C++ Integration Guide
This guide covers how to use GPUFlight in your CUDA or HIP C++ application.
Basic Usage
#include <gpufl/gpufl.hpp>
int main() {
gpufl::InitOptions opts;
opts.app_name = "my_app";
opts.log_path = "my_app.log"; // log files: my_app.device.log, my_app.scope.log, my_app.system.log
opts.sampling_auto_start = true; // start system metric sampling immediately
opts.system_sample_rate_ms = 50; // sample GPU/CPU metrics every 50ms
opts.enable_kernel_details = true; // capture grid/block, occupancy, registers
// opts.backend = gpufl::BackendKind::Auto; // auto-detect NVIDIA or AMD (default)
gpufl::init(opts);
// ... your GPU code ...
gpufl::shutdown();
// Print a performance summary report to console
gpufl::generateReport();
// Or save to a file
// gpufl::generateReport("report.txt");
return 0;
}
InitOptions
| Field | Default | Description |
|---|---|---|
app_name | "gpufl" | Application name (used in log file names) |
log_path | "" | Log file path. If empty, defaults to <app_name>.log |
backend | Auto | Backend selection: Auto, Nvidia, Amd, None |
sampling_auto_start | false | Start system metric sampling on init |
system_sample_rate_ms | 0 | System metric sampling interval (0 = disabled) |
enable_kernel_details | false | Capture occupancy, grid/block, registers |
enable_stack_trace | true | Capture CPU stack traces (NVIDIA only) |
profiling_engine | PcSampling | Profiling mode (NVIDIA only) |
Logical Scoping
Group kernel launches into named phases using GFL_SCOPE:
void train_step() {
GFL_SCOPE("forward_pass") {
conv_kernel<<<grid, block>>>(...);
relu_kernel<<<grid, block>>>(...);
}
GFL_SCOPE("backward_pass") {
grad_kernel<<<grid, block>>>(...);
update_kernel<<<grid, block>>>(...);
}
}
Scopes can be nested. All kernels launched within a scope are attributed to that scope in the report and logs.
System Monitoring
Start and stop system metric collection independently:
gpufl::systemStart("training_phase");
// ... GPU work ...
gpufl::systemStop("training_phase");
When sampling_auto_start is enabled, system monitoring runs for the entire session.

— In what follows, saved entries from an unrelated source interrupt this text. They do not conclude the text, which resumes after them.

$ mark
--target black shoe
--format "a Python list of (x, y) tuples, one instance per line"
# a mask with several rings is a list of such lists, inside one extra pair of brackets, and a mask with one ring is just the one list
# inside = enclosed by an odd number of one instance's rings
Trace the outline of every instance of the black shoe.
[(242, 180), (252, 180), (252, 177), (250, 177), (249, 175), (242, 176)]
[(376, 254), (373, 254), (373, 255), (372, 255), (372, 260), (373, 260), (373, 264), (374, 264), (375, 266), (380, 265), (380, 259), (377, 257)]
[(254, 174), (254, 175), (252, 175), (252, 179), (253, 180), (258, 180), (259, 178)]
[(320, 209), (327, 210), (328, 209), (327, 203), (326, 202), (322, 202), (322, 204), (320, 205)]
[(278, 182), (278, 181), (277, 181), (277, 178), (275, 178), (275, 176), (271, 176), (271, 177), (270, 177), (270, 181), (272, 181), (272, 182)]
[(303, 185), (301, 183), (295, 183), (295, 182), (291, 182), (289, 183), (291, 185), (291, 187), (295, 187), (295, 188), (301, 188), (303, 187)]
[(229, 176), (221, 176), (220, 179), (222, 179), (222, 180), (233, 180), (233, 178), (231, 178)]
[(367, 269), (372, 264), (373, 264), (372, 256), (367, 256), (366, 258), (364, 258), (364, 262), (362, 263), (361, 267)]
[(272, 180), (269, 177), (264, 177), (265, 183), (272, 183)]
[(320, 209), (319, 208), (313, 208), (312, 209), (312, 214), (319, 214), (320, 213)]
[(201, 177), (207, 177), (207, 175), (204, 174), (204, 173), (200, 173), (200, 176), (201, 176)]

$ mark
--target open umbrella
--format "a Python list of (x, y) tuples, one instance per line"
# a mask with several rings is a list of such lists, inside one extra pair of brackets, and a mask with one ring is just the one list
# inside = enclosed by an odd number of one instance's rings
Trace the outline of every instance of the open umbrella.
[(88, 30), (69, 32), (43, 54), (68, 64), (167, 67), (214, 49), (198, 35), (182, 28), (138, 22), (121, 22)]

Profiling Engines (NVIDIA)
Select a profiling engine via InitOptions::profiling_engine:
| Engine | Description |
|---|---|
ProfilingEngine::None | Monitoring only, no profiling overhead |
ProfilingEngine::PcSampling | PC-level stall-reason sampling |
ProfilingEngine::SassMetrics | Per-instruction execution counts |
ProfilingEngine::RangeProfiler | Hardware performance counters |
ProfilingEngine::PcSamplingWithSass | PC sampling + SASS metrics combined |
Report Generation
After shutdown(), generate a summary report:
gpufl::shutdown();
// Print to console (stdout)
gpufl::generateReport();
// Save to file
gpufl::generateReport("report.txt");
The report includes kernel hotspots, memory transfers, system metrics, scope timing, and profile analysis.
How it Works
- Kernel Interception: CUPTI callbacks (NVIDIA) or rocprofiler-sdk buffer tracing (AMD) intercept kernel launches.
- Lock-Free Logging: Kernel metadata is pushed into a lock-free ring buffer.
- Background Collection: A separate thread drains the ring buffer and writes batched NDJSON logs.
- ISA Capture: GPU code objects are captured and disassembled (SASS for NVIDIA, RDNA ISA for AMD).